I presented to a group of our Alphawest client base on Friday in Perth at QV1 this morning. Thank you for everyone who attended, it was a great turn out and I got some valuable feedback.
Some great questions were asked:
Should we wait for Microsoft to enhance SharePoint 2007
In terms of whether it is worth backing Microsoft to enhance existing functionality in SharePoint 2007 or whether to go out there and buy add-ons from other companies or even use open source from CodePlex.
I used Atlassian as a good example of a wiki with rich integration into SharePoint. Clearly these guys are pretty huge in the wiki space, as are MediaWiki as one guy there mentioned but MediaWiki currently has no integration.
On CodePlex I was hunting for an enhanced wiki like the enhanced blog and found the project under the same banner of CKS. So work is definitely being done in this area but there is no indication of how quickly this is happening.
From the Microsoft point of view, I think they need to leave some space for the open source community and the partners to develop enhancements.
If Microsoft continue to do enhancements, like they have done to the Records Management piece for DoD certification, they will find that Partners won't spend the time developing these enhanced features to package up and sell themselves. It's hard to know what areas they can concentrate on without Microsoft throwing some developers at it to copy cat the functionality or just acquire them.
Most companies won't want to sweat out a solution to be bought out for a quick lump sum when there could potentially be years of sales and support renewals give a more stable return. And the open source community won't want to spend that time either if Microsoft release an official version conflicting with theirs later down the track.
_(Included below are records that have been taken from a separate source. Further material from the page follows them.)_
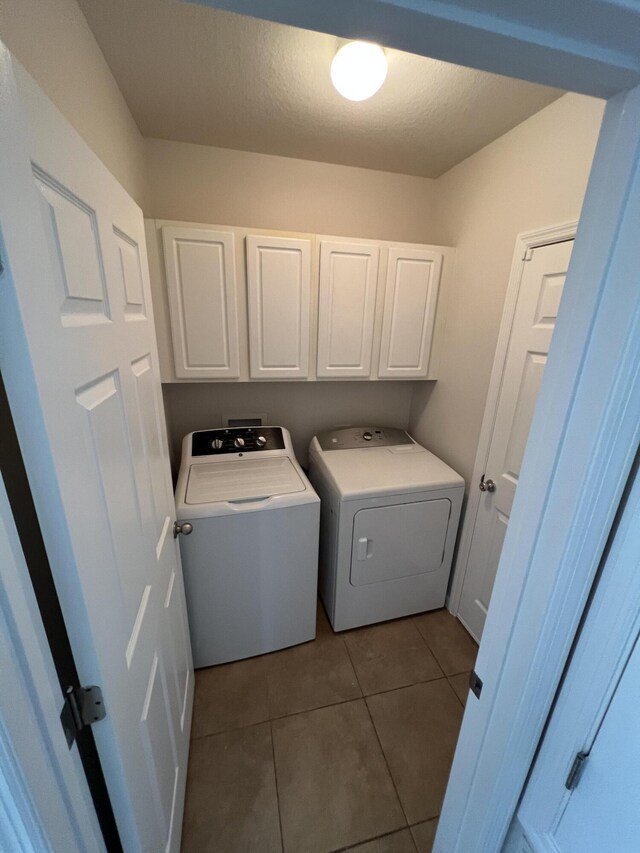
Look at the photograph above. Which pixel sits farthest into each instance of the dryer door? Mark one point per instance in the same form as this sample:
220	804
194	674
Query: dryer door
397	541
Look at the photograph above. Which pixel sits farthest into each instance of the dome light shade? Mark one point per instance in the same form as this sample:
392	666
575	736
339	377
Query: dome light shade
358	70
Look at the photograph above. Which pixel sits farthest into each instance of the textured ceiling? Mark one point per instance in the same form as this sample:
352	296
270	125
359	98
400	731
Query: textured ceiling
195	74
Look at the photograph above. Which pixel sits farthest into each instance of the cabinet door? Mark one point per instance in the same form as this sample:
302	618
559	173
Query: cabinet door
201	283
348	277
411	296
278	295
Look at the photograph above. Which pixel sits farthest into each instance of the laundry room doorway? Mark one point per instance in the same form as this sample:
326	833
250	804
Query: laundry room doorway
540	264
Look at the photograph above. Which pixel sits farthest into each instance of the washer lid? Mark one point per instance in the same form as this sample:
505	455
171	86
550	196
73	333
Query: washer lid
242	479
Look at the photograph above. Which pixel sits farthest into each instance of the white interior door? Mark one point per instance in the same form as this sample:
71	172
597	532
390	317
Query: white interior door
82	379
534	320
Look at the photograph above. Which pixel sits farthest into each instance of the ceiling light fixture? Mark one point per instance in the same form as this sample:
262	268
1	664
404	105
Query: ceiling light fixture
358	70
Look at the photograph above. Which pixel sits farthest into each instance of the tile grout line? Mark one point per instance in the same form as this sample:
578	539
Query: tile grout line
374	838
275	776
424	640
373	725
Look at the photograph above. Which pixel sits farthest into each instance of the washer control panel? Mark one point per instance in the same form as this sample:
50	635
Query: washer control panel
352	438
216	442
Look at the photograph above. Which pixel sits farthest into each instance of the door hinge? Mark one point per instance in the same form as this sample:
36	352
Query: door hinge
83	706
475	684
576	771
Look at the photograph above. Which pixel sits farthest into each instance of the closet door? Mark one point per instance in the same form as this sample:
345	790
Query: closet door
348	277
201	283
278	295
411	296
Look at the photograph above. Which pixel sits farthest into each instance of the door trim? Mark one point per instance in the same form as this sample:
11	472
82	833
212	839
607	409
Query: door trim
29	533
524	242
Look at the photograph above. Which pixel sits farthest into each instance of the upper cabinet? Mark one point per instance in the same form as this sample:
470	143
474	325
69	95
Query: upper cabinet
411	297
201	284
232	304
346	308
278	299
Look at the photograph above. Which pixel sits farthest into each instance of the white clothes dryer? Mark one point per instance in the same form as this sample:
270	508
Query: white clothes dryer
250	560
389	516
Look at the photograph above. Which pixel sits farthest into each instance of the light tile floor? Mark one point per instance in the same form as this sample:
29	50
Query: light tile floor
342	743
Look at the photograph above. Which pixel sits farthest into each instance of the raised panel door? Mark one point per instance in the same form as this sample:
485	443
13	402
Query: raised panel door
411	296
534	320
89	361
201	283
346	308
278	295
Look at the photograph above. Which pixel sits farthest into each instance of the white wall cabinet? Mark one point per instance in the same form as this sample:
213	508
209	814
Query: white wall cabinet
278	299
201	285
234	305
346	308
411	297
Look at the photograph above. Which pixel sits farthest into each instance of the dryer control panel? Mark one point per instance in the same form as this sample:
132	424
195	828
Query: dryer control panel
352	438
216	442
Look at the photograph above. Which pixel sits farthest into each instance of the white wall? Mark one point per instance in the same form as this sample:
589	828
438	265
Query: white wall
305	408
197	183
52	40
532	177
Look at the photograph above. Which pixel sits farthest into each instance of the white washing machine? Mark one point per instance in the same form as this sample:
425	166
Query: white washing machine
250	560
389	518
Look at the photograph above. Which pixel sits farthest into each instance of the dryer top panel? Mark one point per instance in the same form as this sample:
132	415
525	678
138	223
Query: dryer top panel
351	438
397	469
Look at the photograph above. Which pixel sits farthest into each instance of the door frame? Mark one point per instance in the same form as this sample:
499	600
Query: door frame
525	241
605	643
582	442
585	427
45	801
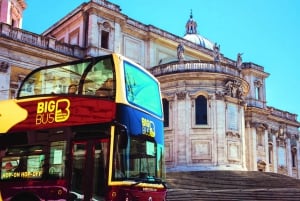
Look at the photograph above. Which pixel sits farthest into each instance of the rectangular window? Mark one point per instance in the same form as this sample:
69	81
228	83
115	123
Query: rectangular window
232	117
104	39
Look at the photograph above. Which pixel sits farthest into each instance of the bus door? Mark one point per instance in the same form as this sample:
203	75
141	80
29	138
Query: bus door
88	169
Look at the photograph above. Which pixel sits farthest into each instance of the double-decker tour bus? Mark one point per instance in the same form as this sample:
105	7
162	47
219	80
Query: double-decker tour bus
85	130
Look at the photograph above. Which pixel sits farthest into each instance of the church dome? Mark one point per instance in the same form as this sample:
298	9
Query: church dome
192	35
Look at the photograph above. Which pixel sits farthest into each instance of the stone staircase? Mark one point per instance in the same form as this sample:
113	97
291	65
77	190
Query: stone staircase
231	185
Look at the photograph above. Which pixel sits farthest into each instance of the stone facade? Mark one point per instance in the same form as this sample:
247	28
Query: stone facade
216	115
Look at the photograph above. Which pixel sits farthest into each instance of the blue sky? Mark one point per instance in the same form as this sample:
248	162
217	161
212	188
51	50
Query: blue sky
266	32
I believe Microsoft need to be a bit clearer in where they are heading with this so that Partners can make some decisions without knowing they are not going to get rubbed out of the market.
If we use SharePoint wiki to build our Handbook, can we output the results to PDF?
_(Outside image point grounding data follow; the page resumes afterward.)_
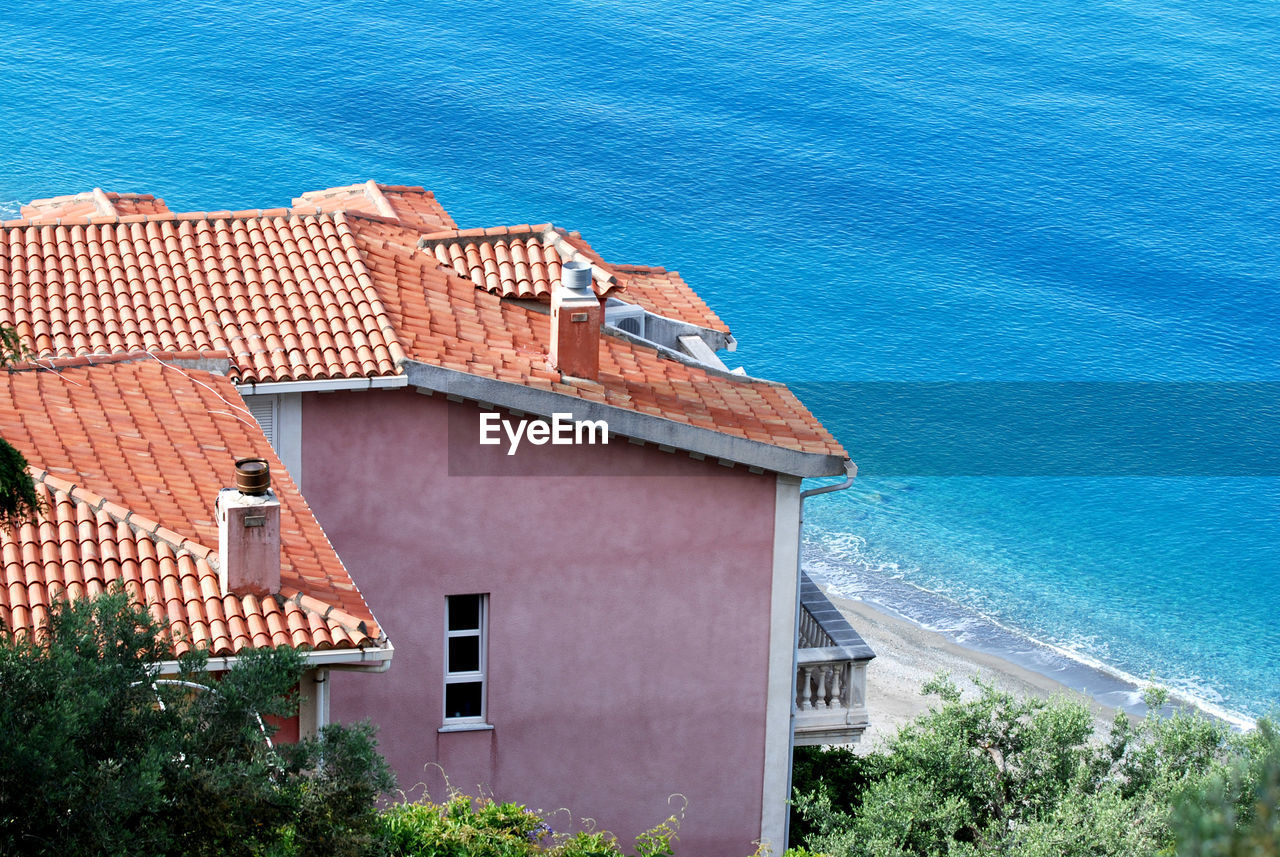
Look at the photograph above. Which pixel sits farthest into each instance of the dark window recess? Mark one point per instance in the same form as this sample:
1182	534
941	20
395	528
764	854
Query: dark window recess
465	613
462	700
464	655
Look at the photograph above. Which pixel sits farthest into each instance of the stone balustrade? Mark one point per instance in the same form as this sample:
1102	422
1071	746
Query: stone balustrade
831	673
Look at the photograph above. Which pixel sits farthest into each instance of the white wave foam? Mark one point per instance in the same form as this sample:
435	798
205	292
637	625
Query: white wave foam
967	626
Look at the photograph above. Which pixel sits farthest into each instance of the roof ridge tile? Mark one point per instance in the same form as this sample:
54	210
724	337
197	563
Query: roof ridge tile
131	518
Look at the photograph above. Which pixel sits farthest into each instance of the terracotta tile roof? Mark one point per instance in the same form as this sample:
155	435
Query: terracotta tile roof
667	294
410	205
443	320
286	297
128	456
513	261
351	294
94	202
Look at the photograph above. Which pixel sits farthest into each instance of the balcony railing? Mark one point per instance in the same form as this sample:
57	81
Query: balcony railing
831	673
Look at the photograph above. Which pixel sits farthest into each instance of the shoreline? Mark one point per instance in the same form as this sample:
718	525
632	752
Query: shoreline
908	655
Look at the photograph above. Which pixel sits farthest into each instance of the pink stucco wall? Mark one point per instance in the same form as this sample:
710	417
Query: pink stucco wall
629	614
For this answer, I guess I described the architecture of wikis and the fact that a wiki is just a SharePoint list made up of wiki pages which are SharePoint List Items. Therefore, potentially, you can write an application to navigate through each wiki page in a particular way using the SharePoint API.
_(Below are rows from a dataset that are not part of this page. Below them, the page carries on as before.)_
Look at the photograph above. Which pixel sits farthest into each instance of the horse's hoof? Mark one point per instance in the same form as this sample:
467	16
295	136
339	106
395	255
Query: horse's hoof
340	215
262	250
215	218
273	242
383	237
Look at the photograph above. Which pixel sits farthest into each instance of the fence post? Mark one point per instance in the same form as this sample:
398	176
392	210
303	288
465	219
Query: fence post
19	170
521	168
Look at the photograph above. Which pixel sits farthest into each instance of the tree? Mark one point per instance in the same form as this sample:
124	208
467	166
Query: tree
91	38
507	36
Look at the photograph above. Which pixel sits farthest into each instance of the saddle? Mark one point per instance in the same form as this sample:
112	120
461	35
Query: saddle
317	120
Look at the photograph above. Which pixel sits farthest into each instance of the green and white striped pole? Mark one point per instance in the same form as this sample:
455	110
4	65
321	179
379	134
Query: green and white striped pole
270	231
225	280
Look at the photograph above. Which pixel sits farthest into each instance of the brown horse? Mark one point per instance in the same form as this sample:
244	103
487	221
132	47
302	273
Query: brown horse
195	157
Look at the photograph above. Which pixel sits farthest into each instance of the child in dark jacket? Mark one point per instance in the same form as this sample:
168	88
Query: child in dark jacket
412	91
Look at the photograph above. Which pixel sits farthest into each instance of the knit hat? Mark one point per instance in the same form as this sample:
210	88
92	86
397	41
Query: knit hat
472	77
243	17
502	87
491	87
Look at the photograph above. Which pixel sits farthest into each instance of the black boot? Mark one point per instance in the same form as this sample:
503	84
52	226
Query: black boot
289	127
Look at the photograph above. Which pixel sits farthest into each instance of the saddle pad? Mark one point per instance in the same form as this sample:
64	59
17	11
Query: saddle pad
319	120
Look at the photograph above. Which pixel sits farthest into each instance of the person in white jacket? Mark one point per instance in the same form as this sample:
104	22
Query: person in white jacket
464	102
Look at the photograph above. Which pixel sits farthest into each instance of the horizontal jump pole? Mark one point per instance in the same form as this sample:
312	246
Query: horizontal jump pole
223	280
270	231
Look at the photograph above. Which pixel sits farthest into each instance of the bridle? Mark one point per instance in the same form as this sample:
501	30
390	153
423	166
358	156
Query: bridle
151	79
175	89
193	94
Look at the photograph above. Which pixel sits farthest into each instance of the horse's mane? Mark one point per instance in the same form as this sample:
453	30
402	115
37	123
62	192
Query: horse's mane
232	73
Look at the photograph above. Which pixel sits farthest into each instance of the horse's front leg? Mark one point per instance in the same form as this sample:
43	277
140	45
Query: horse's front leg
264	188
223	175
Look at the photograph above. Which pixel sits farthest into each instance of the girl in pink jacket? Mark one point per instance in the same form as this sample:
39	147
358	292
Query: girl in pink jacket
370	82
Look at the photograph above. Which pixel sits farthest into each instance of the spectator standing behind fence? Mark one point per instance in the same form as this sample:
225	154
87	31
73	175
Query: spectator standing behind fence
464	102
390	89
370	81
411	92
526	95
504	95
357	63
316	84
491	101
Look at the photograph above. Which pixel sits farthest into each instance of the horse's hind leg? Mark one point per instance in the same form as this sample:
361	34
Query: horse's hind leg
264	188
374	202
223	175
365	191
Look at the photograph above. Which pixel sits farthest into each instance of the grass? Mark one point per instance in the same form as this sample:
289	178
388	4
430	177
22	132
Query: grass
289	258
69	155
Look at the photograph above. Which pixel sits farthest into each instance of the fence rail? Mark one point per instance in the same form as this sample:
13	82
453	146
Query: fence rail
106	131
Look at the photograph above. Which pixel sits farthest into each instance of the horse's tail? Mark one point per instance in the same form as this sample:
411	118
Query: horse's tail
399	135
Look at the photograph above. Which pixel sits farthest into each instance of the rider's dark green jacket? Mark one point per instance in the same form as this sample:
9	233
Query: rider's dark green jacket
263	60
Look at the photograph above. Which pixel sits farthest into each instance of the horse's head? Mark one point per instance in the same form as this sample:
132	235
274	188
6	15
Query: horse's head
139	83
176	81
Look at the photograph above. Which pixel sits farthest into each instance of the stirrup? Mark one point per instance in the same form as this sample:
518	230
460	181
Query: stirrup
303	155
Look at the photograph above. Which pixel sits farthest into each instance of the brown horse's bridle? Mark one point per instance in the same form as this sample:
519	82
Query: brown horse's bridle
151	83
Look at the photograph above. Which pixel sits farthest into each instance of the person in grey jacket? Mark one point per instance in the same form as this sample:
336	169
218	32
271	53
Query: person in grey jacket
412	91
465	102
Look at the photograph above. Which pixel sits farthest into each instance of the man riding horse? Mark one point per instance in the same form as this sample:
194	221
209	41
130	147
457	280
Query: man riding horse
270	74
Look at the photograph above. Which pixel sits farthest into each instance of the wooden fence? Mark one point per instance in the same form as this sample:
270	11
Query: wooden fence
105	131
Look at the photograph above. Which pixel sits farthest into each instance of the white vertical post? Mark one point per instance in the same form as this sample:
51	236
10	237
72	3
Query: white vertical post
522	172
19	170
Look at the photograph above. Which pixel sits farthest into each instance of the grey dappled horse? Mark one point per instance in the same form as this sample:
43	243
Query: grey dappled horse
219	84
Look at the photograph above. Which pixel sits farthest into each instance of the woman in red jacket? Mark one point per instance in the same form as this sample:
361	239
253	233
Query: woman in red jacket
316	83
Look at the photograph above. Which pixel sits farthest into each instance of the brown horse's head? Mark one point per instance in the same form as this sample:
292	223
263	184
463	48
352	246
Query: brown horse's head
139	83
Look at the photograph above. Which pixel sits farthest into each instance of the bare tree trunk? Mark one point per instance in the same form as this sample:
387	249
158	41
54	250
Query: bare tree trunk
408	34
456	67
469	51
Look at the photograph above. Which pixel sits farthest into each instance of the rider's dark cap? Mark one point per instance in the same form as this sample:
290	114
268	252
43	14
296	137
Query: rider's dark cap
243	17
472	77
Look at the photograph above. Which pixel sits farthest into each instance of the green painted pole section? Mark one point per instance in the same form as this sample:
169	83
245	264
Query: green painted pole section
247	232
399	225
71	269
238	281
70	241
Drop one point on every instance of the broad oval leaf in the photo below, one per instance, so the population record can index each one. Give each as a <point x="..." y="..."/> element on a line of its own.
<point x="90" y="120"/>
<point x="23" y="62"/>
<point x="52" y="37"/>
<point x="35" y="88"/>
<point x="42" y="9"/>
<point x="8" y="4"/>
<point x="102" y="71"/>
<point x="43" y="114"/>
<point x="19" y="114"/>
I guess the only problem with this approach is that technically wiki's are not structured like documents in a hierarchical way and are more like a web of pages where one page can be linked from various others. SO you could end up in a recursive loop when doing it this way. You could just output the wiki page the first time the page is linked off to and this may work, I guess there would have to be guidelines around the approach on the use of the wiki.